Chapter 9: Paint Your Environment Part 16
When I first entered the corporate world, I was under the illusion that I was above politics. I did excellent work, and thought that data and passion for the customer would carry the day. I explained my philosophy to a new mentor over lunch, at a time when I was looking for answers to my crazy life. I think my exact words ended with “I don’t play politics because I don’t need to.”
He laughed. “Ok,” he said after taking a sip of coffee. “You may think that, but I assure you that others in the organization don’t think that way.”
Boy was he right.
If you’ve made it this far through the book, you probably realize that I’ve grown up quite a bit since then. On some level, I knew about the people who I now call Foxes, manipulators only out for themselves.
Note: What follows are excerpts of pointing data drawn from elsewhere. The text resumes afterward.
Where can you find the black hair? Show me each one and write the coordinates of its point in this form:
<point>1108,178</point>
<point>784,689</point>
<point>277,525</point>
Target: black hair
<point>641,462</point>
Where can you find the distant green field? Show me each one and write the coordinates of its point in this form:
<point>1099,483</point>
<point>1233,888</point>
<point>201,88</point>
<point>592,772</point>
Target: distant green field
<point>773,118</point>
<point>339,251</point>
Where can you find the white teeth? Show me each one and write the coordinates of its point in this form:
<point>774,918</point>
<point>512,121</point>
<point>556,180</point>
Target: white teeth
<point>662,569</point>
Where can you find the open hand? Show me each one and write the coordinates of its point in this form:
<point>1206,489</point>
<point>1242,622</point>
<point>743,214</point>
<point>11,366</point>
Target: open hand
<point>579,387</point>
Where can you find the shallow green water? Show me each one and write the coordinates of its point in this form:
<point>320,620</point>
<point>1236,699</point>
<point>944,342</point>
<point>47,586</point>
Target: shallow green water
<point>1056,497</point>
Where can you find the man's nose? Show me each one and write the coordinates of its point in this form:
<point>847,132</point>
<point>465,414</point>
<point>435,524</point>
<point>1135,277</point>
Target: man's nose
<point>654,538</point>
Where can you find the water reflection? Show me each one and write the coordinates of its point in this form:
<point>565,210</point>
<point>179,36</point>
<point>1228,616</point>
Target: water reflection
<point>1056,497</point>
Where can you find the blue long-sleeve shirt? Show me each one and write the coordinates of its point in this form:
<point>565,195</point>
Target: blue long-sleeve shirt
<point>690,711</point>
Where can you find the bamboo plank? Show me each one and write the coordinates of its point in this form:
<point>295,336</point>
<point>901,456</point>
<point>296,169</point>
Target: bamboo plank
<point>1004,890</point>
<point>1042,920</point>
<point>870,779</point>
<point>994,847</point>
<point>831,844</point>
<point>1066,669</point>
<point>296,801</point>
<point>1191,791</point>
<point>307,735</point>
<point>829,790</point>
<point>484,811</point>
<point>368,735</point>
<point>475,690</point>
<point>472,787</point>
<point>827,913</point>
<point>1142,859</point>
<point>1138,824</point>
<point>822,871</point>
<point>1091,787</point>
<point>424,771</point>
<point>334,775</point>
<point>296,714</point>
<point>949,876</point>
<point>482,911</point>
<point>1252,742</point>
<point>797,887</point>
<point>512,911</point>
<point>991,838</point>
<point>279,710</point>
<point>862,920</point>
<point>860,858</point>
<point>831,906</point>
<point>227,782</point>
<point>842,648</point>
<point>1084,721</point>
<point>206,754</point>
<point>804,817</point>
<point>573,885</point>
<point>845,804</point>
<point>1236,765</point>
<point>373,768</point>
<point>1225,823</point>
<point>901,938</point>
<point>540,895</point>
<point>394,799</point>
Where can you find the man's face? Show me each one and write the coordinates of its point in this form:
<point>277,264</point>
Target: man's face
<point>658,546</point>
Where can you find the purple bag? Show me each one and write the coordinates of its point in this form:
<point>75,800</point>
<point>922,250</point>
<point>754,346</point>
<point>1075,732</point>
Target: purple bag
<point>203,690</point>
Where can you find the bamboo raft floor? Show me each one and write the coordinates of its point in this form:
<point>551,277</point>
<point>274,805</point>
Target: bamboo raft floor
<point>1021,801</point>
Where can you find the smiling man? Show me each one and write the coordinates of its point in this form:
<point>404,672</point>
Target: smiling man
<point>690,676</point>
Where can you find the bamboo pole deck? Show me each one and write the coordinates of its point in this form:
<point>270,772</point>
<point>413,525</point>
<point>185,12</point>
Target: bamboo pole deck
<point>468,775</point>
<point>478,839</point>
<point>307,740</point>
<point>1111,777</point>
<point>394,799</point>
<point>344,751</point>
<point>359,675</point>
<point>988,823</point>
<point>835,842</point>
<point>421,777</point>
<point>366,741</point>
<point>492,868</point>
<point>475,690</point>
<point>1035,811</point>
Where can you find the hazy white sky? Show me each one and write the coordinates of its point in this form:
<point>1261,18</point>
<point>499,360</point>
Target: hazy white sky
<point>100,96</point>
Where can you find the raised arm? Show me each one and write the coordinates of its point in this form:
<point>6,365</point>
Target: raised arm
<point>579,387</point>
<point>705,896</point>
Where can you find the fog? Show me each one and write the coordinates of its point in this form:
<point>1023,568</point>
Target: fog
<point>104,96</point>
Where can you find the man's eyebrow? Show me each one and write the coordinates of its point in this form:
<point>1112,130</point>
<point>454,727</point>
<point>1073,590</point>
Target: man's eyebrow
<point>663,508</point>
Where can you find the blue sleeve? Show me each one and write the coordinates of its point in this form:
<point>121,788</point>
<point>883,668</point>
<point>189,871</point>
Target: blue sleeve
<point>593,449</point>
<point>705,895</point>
But I failed to recognize that sometimes a Fox has power, and makes getting more power a priority. (In this post, I share an example of A CEO firing someone for being manipulative.) I, like many others, viewed politics as inherently manipulative and bad.
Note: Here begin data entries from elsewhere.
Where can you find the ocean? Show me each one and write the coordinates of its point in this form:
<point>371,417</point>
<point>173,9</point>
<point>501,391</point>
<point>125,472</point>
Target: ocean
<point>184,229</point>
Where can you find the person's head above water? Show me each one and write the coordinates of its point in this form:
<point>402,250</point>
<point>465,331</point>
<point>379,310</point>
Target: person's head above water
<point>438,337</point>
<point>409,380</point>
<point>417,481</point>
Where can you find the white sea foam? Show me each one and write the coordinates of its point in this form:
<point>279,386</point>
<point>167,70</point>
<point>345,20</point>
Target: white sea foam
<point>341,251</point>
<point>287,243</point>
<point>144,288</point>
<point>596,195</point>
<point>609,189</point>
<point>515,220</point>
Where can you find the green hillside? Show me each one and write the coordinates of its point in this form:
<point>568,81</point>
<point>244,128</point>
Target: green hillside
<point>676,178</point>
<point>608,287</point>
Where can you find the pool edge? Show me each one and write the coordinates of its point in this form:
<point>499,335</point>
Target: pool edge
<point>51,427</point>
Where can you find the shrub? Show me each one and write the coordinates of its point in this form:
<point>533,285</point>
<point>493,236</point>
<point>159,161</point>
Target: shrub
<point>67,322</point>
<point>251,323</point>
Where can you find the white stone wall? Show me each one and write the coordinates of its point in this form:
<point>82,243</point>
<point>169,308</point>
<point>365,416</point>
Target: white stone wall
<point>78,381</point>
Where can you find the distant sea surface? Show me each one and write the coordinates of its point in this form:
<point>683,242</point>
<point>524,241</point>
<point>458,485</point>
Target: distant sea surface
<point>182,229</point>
Eventually, I woke up to the reality that politics exists in every company. In good companies, politics revolves around competition between groups for resources, or differing views on business strategy. In unhealthy companies, politics is about ego, empire building, and gets very very personal.
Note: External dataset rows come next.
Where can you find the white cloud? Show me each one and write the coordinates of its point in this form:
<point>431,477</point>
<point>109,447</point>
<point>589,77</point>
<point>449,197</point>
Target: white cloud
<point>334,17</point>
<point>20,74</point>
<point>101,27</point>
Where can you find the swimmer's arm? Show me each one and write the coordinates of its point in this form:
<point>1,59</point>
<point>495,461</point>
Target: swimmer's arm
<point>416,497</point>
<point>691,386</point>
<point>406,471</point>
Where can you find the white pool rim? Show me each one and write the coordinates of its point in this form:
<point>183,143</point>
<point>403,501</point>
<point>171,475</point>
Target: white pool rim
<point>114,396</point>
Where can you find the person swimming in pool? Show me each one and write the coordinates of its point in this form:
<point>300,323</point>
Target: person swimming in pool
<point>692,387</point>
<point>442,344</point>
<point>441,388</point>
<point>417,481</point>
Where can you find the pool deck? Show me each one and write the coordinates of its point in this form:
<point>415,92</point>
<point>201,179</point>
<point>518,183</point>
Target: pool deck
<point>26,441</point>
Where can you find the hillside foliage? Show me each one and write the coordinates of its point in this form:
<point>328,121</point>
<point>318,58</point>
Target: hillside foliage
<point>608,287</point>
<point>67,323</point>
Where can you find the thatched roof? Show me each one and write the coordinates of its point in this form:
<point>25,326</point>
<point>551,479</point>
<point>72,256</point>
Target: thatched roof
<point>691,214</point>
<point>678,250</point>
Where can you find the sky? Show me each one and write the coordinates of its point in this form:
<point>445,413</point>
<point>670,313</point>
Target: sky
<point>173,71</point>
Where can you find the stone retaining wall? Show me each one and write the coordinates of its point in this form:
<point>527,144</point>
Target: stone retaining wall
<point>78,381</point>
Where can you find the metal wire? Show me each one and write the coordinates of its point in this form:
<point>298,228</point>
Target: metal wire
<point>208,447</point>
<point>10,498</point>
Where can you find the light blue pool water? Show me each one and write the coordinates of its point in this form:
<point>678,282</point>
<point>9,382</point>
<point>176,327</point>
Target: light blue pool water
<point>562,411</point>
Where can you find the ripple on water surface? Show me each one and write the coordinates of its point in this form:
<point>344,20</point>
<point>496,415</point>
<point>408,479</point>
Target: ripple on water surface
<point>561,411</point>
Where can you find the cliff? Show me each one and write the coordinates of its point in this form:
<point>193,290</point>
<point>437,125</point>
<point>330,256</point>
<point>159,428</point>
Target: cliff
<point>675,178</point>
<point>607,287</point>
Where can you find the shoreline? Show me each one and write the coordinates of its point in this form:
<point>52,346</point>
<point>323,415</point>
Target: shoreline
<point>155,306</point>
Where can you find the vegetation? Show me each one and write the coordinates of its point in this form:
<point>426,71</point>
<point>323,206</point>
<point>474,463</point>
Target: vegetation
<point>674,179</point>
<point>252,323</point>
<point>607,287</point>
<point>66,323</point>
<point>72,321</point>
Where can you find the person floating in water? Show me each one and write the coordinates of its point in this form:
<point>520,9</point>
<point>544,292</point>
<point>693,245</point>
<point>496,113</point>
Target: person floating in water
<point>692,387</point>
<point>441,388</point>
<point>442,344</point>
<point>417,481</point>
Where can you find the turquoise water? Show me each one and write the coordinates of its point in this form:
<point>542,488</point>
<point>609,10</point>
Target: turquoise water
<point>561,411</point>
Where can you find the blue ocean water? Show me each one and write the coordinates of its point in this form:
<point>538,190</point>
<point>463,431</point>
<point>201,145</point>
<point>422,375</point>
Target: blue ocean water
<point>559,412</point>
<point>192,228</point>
By not playing politics I was abdicating some of my power, and thus unable to effectively do my job or set boundaries around my home life. I was severly under-gunned when I was attacked by a powerful Fox.
Politics is a tool, and like any tool can be used for good or ill.
As a prelude to the next post, I highly recommend this video. Harvard Business Review authors Kent Lineback and Linda Hill champion the why and how of using politics for good purposes. A bit dry buy very informative, especially the first few minutes.
What is your experience with office politics?